The reason for the warning you referenced was explained clearly to you by garb811 in the same thread. You were also advised to read our site policies. That explains everything you need to know. The 2 links below should clear up any remaining confusion you may have.

https://army.ca/forums/threads/3616.0.html

https://army.ca/forums/threads/99046.0.html


----------



## ballz (19 Apr 2020)

CBH99 said:
			
		

> In regards to that though, a Warning maybe isn't the best thing



What else do you call it when you get told "don't do that again," but receive no punitive measures whatsoever?

I made the same mistake and got the same warning before. I then recognized what I had done incorrectly and never did it again. And you know what? The problem has gone away and no one cares about it anymore.


----------



## PuckChaser (19 Apr 2020)

Just so you know, the warnings are percentage based and decay at 10% a day. We'll use them as a moderation team so that we can easily track warning history without having to search posts in a thread. Users can also assess 5% warnings via milpoints, but you'll get automatic notifications for milpoints although I'm not sure if it specifies if the warning was added.
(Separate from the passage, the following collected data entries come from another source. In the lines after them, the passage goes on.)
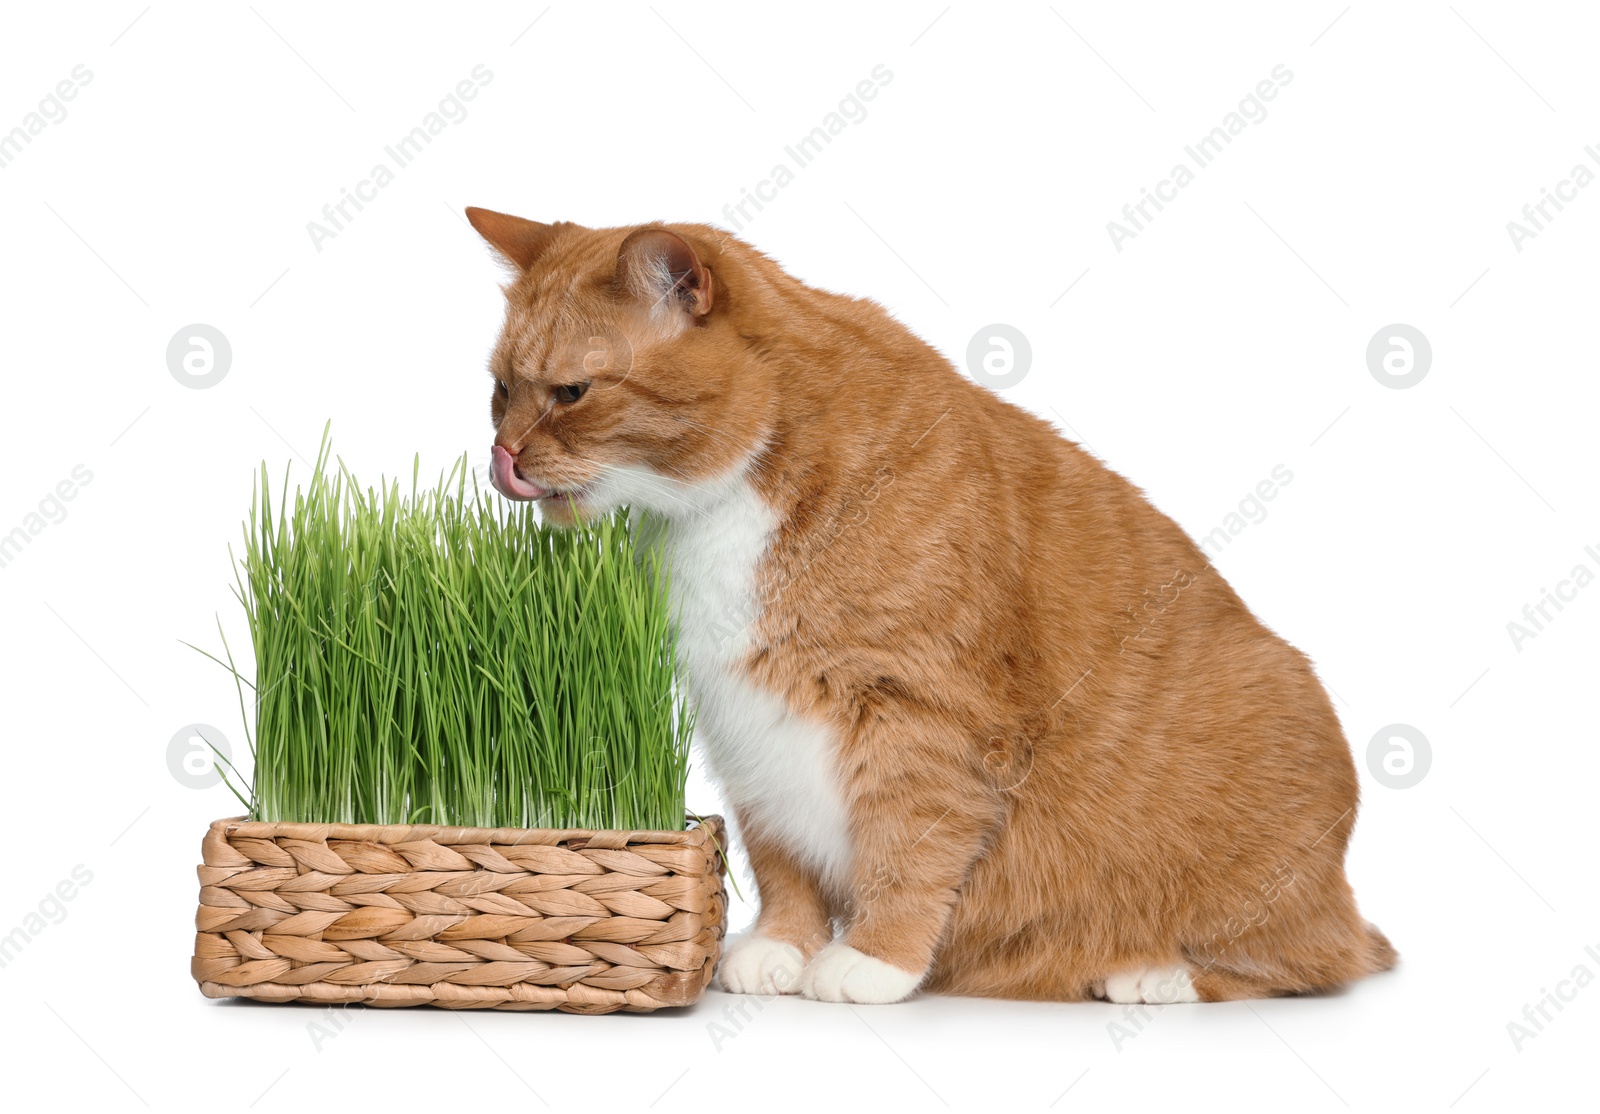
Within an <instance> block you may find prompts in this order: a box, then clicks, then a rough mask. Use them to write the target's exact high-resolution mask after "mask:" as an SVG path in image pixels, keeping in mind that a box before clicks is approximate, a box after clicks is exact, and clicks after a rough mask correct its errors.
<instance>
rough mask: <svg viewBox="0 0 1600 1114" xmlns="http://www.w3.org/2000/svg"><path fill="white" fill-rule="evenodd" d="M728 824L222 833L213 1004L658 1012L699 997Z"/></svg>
mask: <svg viewBox="0 0 1600 1114" xmlns="http://www.w3.org/2000/svg"><path fill="white" fill-rule="evenodd" d="M725 839H726V835H725V832H723V823H722V818H720V816H707V818H704V819H702V821H699V823H696V824H694V826H691V827H690V829H688V831H682V832H626V831H573V829H514V827H438V826H430V824H426V826H405V824H291V823H282V824H280V823H256V821H245V819H219V821H216V823H213V824H211V829H210V831H208V832H206V837H205V842H203V845H202V858H203V860H205V863H203V864H202V866H200V911H198V914H197V917H195V928H198V935H197V936H195V954H194V960H192V965H190V967H192V972H194V976H195V981H198V983H200V991H202V992H203V994H205V996H206V997H251V999H259V1000H266V1002H291V1000H299V1002H366V1004H370V1005H422V1004H427V1005H443V1007H451V1008H478V1007H490V1008H498V1010H552V1008H554V1010H565V1012H570V1013H610V1012H613V1010H629V1012H646V1010H656V1008H661V1007H670V1005H688V1004H691V1002H694V1000H698V999H699V997H701V994H702V992H704V989H706V984H707V983H709V981H710V975H712V970H714V968H715V965H717V957H718V954H720V951H722V936H723V932H725V922H726V908H728V898H726V890H725V888H723V869H725V864H723V858H722V855H720V852H718V848H720V847H723V844H725Z"/></svg>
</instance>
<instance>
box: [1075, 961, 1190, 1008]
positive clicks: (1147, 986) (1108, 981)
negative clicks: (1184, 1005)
mask: <svg viewBox="0 0 1600 1114" xmlns="http://www.w3.org/2000/svg"><path fill="white" fill-rule="evenodd" d="M1094 989H1096V992H1098V991H1099V989H1101V988H1099V983H1096V986H1094ZM1104 994H1106V1000H1107V1002H1117V1004H1122V1005H1136V1004H1149V1005H1168V1004H1171V1002H1198V1000H1200V994H1198V992H1197V991H1195V984H1194V980H1192V978H1190V976H1189V968H1187V967H1181V965H1179V967H1136V968H1133V970H1131V972H1122V973H1120V975H1107V976H1106V989H1104Z"/></svg>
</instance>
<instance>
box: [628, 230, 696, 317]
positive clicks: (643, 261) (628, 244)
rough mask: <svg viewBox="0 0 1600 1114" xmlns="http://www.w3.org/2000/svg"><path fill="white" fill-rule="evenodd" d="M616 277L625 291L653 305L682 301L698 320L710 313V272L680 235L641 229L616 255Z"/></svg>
mask: <svg viewBox="0 0 1600 1114" xmlns="http://www.w3.org/2000/svg"><path fill="white" fill-rule="evenodd" d="M616 277H618V282H619V283H621V285H622V288H624V290H627V291H630V293H634V295H635V296H638V298H643V299H646V301H650V304H651V306H654V304H658V303H664V301H669V299H678V301H680V303H682V304H683V307H685V309H686V311H688V312H690V314H693V315H694V317H704V315H706V314H709V312H710V287H712V283H710V270H709V269H707V267H706V264H704V262H701V261H699V256H698V254H694V248H691V246H690V245H688V242H686V240H685V238H683V237H680V235H678V234H677V232H669V230H667V229H659V227H653V229H638V230H637V232H630V234H629V237H627V238H626V240H622V246H621V248H619V250H618V253H616Z"/></svg>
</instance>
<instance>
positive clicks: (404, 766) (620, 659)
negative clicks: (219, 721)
mask: <svg viewBox="0 0 1600 1114" xmlns="http://www.w3.org/2000/svg"><path fill="white" fill-rule="evenodd" d="M469 477H470V472H469V471H467V467H466V459H464V458H462V461H459V463H458V464H456V467H454V469H453V471H451V472H450V474H446V475H445V477H443V479H442V480H440V482H438V483H437V485H435V487H432V488H422V490H418V485H416V472H414V469H413V479H411V487H410V490H408V491H403V490H402V487H400V483H398V482H394V480H390V482H387V483H384V485H381V487H378V488H363V487H362V485H360V483H357V482H355V479H354V477H352V475H350V474H349V471H346V469H344V466H342V463H341V464H338V466H334V464H333V463H331V461H330V450H328V442H326V437H325V440H323V447H322V451H320V453H318V458H317V464H315V467H314V471H312V475H310V480H309V483H307V485H306V487H304V490H299V491H296V493H294V498H293V501H290V498H288V479H286V477H285V483H283V496H282V498H280V499H278V503H277V504H274V501H272V498H270V488H269V482H267V474H266V469H262V474H261V477H259V482H258V487H256V493H254V498H253V503H251V514H250V522H248V525H246V530H245V554H243V559H242V560H238V567H237V576H238V581H237V595H238V599H240V602H242V603H243V608H245V611H246V616H248V623H250V635H251V642H253V647H254V679H253V680H248V679H245V677H242V675H240V671H238V669H237V667H235V666H234V656H232V653H230V651H229V650H227V642H226V637H224V640H222V656H219V658H216V659H218V661H219V663H222V664H224V666H226V667H227V669H230V671H232V674H234V679H235V683H237V685H238V693H240V711H242V712H243V714H245V727H246V735H248V736H250V744H251V754H253V760H254V768H253V771H251V776H250V779H248V784H246V779H245V778H243V775H242V771H238V770H235V768H232V765H230V763H226V762H222V759H221V755H218V757H219V762H222V768H224V773H226V775H227V783H229V786H230V787H234V791H235V794H238V797H240V800H242V802H243V805H245V807H246V810H248V811H246V815H245V816H235V818H230V819H219V821H216V823H213V824H211V827H210V831H208V832H206V835H205V840H203V844H202V858H203V863H202V866H200V909H198V914H197V922H195V925H197V930H198V933H197V936H195V951H194V960H192V973H194V978H195V980H197V981H198V984H200V989H202V992H203V994H206V996H208V997H250V999H259V1000H269V1002H288V1000H302V1002H341V1004H346V1002H366V1004H371V1005H419V1004H434V1005H446V1007H493V1008H506V1010H549V1008H555V1010H565V1012H573V1013H610V1012H613V1010H630V1012H646V1010H654V1008H661V1007H674V1005H688V1004H691V1002H694V1000H698V999H699V997H701V994H702V992H704V988H706V984H707V981H709V980H710V975H712V970H714V967H715V962H717V957H718V951H720V946H722V936H723V930H725V912H726V895H725V890H723V874H725V869H726V863H725V861H723V856H722V845H723V842H725V839H723V826H722V819H720V818H717V816H707V818H698V816H686V813H685V800H683V792H685V779H686V771H688V741H690V731H691V715H690V712H688V709H686V706H685V703H683V699H682V696H680V690H678V688H677V685H675V677H674V666H675V661H674V643H672V627H670V616H669V610H667V594H666V584H664V570H662V568H661V562H659V557H658V555H656V554H654V552H651V551H645V549H643V547H635V541H634V536H632V533H630V531H629V528H627V522H626V519H624V517H622V515H613V517H608V519H602V520H598V522H594V523H589V525H584V527H579V528H574V530H555V528H550V527H546V525H542V523H541V522H539V520H538V519H536V517H534V515H533V514H531V512H530V509H528V504H507V503H504V501H501V499H496V498H493V496H491V495H488V493H480V491H478V488H477V483H475V482H474V480H469ZM246 690H248V691H246ZM251 720H253V722H254V730H253V731H251V730H250V723H251Z"/></svg>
If there's any question on warnings (sometime the notifications don't work), feel free to PM any moderator and we can see your warning history and who applied it to get an answer for you.


----------



## stellarpanther (20 Apr 2020)

mariomike said:
			
		

> I am not the individual who gave you the Warning. But, I believe you may be referring to this Sticky,
> 
> https://navy.ca/forums/threads/99046/post-1015747.html#msg1015747



Thank you for sending me that, I now clearly understand the reason for it.  Prior to this I had no idea why the article I posted was inappropriate.


----------



## mariomike (20 Apr 2020)

stellarpanther said:
			
		

> Thank you for sending me that, I now clearly understand the reason for it.



You are welcome.


----------